Pedro Duarte volta a referir que as declarações de Mário Crespo mostram que o país está em processo de retrocesso quanto a alguns direitos que já deveriam estar consistentes na nossa sociedade. E que depois do estabelecimento da democracia este é o período que mais condicionou a correcta actividade da liberdade de expressão.

Embora tendo o direito à palavra e, como vimos, fazendo ataques directos ao PS, o deputado social-democrata limita-se a pedir a Mário Crespo que volte a descrever os passos cronológicos do processo de não publicação da crónica. A que o jornalista anui.

Isabel Oneto pergunta de forma pertinente a Crespo o que o faz identificar o processo de censura com o Estado, se tal foi executado pela direcção de um jornal privado. E que este indique qual o “facto concreto” que lhe permite fazer tal relação.

O jornalista explana que fez tal identificação imediatamente: “fui objecto da atenção do senhor primeiro-ministro (…) fui indiciado como um elemento que carecia de solução”. E que o director da publicação, José Leite Pereira, fez referência ao Governo quando o informou de que lhe não iria publicar a crónica.

Todavia, Mário Crespo pede que sejam os deputados a reflectir sobre as declarações e afirmações que fez durante a audição: “Delego aos senhores deputados a análise de tudo isto que aconteceu.”

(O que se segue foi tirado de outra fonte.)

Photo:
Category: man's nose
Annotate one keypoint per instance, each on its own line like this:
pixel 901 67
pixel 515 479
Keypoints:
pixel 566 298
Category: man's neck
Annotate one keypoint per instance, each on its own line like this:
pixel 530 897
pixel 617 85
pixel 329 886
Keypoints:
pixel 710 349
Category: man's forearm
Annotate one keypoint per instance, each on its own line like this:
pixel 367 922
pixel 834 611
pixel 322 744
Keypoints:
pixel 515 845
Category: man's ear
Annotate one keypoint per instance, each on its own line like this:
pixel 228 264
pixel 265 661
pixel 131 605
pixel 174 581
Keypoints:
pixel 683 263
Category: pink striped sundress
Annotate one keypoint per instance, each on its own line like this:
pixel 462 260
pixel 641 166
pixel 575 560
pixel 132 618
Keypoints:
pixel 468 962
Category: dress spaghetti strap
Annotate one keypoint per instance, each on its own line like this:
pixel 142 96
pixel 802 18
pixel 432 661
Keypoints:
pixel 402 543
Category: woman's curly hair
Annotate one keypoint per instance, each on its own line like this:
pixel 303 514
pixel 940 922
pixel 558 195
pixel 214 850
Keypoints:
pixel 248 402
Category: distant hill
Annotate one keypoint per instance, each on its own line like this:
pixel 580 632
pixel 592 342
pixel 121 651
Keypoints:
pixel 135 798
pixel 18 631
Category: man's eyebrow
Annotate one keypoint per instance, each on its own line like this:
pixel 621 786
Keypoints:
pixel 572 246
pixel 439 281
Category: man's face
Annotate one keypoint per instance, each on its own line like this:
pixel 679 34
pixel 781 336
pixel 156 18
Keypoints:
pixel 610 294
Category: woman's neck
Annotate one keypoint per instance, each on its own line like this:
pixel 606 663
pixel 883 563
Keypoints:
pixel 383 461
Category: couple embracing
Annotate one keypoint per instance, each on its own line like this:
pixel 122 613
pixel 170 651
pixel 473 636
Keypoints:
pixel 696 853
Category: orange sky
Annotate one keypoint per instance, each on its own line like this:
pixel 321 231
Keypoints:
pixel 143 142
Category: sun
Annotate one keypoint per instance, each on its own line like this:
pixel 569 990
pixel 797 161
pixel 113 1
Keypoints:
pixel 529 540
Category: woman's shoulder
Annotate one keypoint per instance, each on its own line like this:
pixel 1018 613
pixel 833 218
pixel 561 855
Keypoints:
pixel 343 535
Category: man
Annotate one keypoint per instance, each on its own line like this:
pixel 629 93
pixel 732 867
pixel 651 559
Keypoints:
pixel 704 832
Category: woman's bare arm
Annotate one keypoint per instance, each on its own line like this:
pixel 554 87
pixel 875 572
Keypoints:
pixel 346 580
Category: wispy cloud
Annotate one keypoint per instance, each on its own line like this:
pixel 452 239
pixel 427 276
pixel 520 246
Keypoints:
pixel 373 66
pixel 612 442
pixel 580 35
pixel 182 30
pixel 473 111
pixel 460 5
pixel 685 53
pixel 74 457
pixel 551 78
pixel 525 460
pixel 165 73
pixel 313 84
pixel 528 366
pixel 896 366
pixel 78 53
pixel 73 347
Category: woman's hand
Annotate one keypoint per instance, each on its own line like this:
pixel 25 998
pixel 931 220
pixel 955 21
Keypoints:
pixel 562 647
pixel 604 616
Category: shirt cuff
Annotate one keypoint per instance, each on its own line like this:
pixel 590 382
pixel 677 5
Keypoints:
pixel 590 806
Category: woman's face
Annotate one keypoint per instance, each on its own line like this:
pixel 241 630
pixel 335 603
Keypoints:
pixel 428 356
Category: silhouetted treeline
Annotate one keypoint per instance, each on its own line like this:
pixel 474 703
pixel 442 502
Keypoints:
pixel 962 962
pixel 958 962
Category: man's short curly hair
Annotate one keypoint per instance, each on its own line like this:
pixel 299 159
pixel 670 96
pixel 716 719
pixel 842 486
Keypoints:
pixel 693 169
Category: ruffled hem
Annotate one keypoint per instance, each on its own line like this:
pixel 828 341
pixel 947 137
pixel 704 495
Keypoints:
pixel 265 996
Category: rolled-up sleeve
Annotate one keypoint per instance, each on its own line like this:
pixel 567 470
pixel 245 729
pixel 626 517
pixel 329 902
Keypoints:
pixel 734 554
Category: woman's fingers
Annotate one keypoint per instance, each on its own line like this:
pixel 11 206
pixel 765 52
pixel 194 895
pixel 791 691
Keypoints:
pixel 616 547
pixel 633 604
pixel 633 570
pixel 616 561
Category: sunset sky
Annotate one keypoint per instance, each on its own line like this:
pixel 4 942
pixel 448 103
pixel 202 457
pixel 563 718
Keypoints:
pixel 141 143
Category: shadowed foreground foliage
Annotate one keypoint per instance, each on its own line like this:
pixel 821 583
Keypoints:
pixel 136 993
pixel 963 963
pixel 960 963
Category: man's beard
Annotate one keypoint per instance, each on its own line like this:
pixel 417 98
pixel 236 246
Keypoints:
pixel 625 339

O jornalista Mário Crespo pretende demonstrar perante a audiência que foi alvo de censura governamental. E que faz tal associação de processos por o primeiro- ministro se referir a ele em conversas por diversas vezes e, como referimos, por o seu trabalho jornalístico ser alvo de reparo e condicionamento por parte do poder político.

No entanto, Crespo é peremptório por várias vezes ao longo da audição dizendo que a divergência de ideias entre políticos e jornalistas deve existir, pois torna a relação saudável e justificativa: “A informação tem de ser adversarial, senão não faz sentido, perde nexo”.

O que o indignou foi o facto de haver quem quisesse limitar tal divergência de opiniões para que existisse só uma de forma a produzir o consenso, contrariando o processo jornalístico; “Pressões, remoques, telefonemas irados, cartas mal educadas não têm qualquer feito na linha editorial, a haver algum é de haver algum estímulo por parte dos jornalistas que continuam a prosseguir, e é uma espécie de medalha que se recebe quando se está a perseguir uma linha e se entra em conflito com os interesses de alguém”, declara.